How-To Build a REST Implementation that Scales Better than SMPP

Published March 25, 2016 by Paul Cook

There is myth in the wholesale SMS industry that you can only achieve scale with SMPP. Here are a few tips on how to achieve scale with Nexmo REST API as an alternative to SMPP. By applying these principles, it’s possible to build a REST integration that rivals a well-constructed SMPP integration.

  • Persistence: Use HTTP1.1 over HTTP1.0. Make use of connection keep-alive, avoiding the overhead of socket establishment round trips on each request.
  • Parallelism: Use an executor/worker-thread style design pattern to ensure that multiple requests are happening at once. One of the biggest scaling pitfalls of making REST requests is running your dispatching in a single thread and keeping everything serial. Individual HTTP requests have a degree of latency in them, in terms of the underlying TCP round-trip time to get the data to the service and retrieve the response, and the nature of HTTP being a serial question-and-response type protocol. Using multiple concurrent requests will help absorb this latency. Think about TCP sliding windows, with its notion of many packets in-flight waiting to be acknowledged. If the TCP stack in our machines did not do this and sent each packet one by one to wait for a response, the whole internet would immediately grind to a halt.
  • Throttle: It can seem counter-intuitive that in order to go fast, it is necessary to throttle, but consider this: if you blast away transmitting data as fast as you possibly can, you will quickly exceed either the capacity of the other end to respond and keep up, or exhaust the capacity of the pipe in between to move all of this data and keep up. When this happens, this will have one of a number of effects.
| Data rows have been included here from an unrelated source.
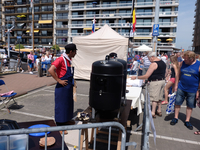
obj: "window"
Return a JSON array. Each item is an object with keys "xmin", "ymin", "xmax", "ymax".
[
  {"xmin": 136, "ymin": 19, "xmax": 152, "ymax": 26},
  {"xmin": 42, "ymin": 6, "xmax": 53, "ymax": 11},
  {"xmin": 41, "ymin": 14, "xmax": 53, "ymax": 20}
]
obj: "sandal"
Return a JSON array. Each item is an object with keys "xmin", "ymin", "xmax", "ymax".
[
  {"xmin": 156, "ymin": 111, "xmax": 162, "ymax": 117},
  {"xmin": 161, "ymin": 101, "xmax": 168, "ymax": 105},
  {"xmin": 151, "ymin": 114, "xmax": 156, "ymax": 118},
  {"xmin": 194, "ymin": 131, "xmax": 200, "ymax": 135}
]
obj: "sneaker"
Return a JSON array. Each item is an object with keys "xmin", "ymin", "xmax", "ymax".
[
  {"xmin": 170, "ymin": 118, "xmax": 178, "ymax": 126},
  {"xmin": 185, "ymin": 122, "xmax": 193, "ymax": 130}
]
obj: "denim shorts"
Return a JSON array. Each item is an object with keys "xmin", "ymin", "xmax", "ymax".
[{"xmin": 175, "ymin": 88, "xmax": 196, "ymax": 108}]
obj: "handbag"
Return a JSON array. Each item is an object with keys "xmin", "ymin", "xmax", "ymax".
[
  {"xmin": 28, "ymin": 59, "xmax": 32, "ymax": 64},
  {"xmin": 166, "ymin": 92, "xmax": 176, "ymax": 114}
]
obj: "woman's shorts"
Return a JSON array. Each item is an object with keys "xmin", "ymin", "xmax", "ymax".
[
  {"xmin": 175, "ymin": 88, "xmax": 196, "ymax": 108},
  {"xmin": 148, "ymin": 80, "xmax": 165, "ymax": 102},
  {"xmin": 28, "ymin": 63, "xmax": 33, "ymax": 68},
  {"xmin": 169, "ymin": 78, "xmax": 175, "ymax": 84}
]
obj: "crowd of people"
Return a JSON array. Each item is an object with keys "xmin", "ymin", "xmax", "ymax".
[
  {"xmin": 25, "ymin": 51, "xmax": 57, "ymax": 74},
  {"xmin": 129, "ymin": 51, "xmax": 200, "ymax": 135}
]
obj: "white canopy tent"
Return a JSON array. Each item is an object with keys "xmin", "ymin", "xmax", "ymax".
[
  {"xmin": 72, "ymin": 24, "xmax": 128, "ymax": 80},
  {"xmin": 133, "ymin": 44, "xmax": 152, "ymax": 52}
]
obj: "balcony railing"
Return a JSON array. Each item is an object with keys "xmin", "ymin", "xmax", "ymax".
[
  {"xmin": 3, "ymin": 10, "xmax": 15, "ymax": 14},
  {"xmin": 34, "ymin": 0, "xmax": 40, "ymax": 4},
  {"xmin": 17, "ymin": 2, "xmax": 30, "ymax": 5},
  {"xmin": 70, "ymin": 3, "xmax": 132, "ymax": 9},
  {"xmin": 159, "ymin": 32, "xmax": 176, "ymax": 37},
  {"xmin": 56, "ymin": 6, "xmax": 69, "ymax": 11},
  {"xmin": 41, "ymin": 0, "xmax": 53, "ymax": 3},
  {"xmin": 56, "ymin": 0, "xmax": 69, "ymax": 3},
  {"xmin": 4, "ymin": 2, "xmax": 15, "ymax": 6},
  {"xmin": 133, "ymin": 42, "xmax": 175, "ymax": 47},
  {"xmin": 68, "ymin": 23, "xmax": 132, "ymax": 28},
  {"xmin": 56, "ymin": 25, "xmax": 68, "ymax": 28},
  {"xmin": 16, "ymin": 10, "xmax": 27, "ymax": 13},
  {"xmin": 41, "ymin": 8, "xmax": 53, "ymax": 12},
  {"xmin": 56, "ymin": 33, "xmax": 68, "ymax": 36},
  {"xmin": 56, "ymin": 16, "xmax": 68, "ymax": 19},
  {"xmin": 69, "ymin": 13, "xmax": 131, "ymax": 18}
]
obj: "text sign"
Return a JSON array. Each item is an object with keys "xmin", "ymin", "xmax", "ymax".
[{"xmin": 152, "ymin": 24, "xmax": 159, "ymax": 36}]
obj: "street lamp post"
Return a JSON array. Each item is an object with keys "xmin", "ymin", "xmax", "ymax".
[
  {"xmin": 120, "ymin": 16, "xmax": 123, "ymax": 35},
  {"xmin": 54, "ymin": 34, "xmax": 57, "ymax": 54}
]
    The TCP stack will lose packets that will need to be re-submitted. This causes a delay as you wait for timeouts to occur to trigger this. Also, this generates even more traffic on the pipe that simply compounds the issue.

    Or, your app may be receiving throttle nacks, or no response at all, which, depending on your application logic, may be triggering a back-off wait and retry mechanism (for example, if your requests are generated as the results of messages in a queueing framework). This causes delays waiting for timeouts, and additional traffic to be generated.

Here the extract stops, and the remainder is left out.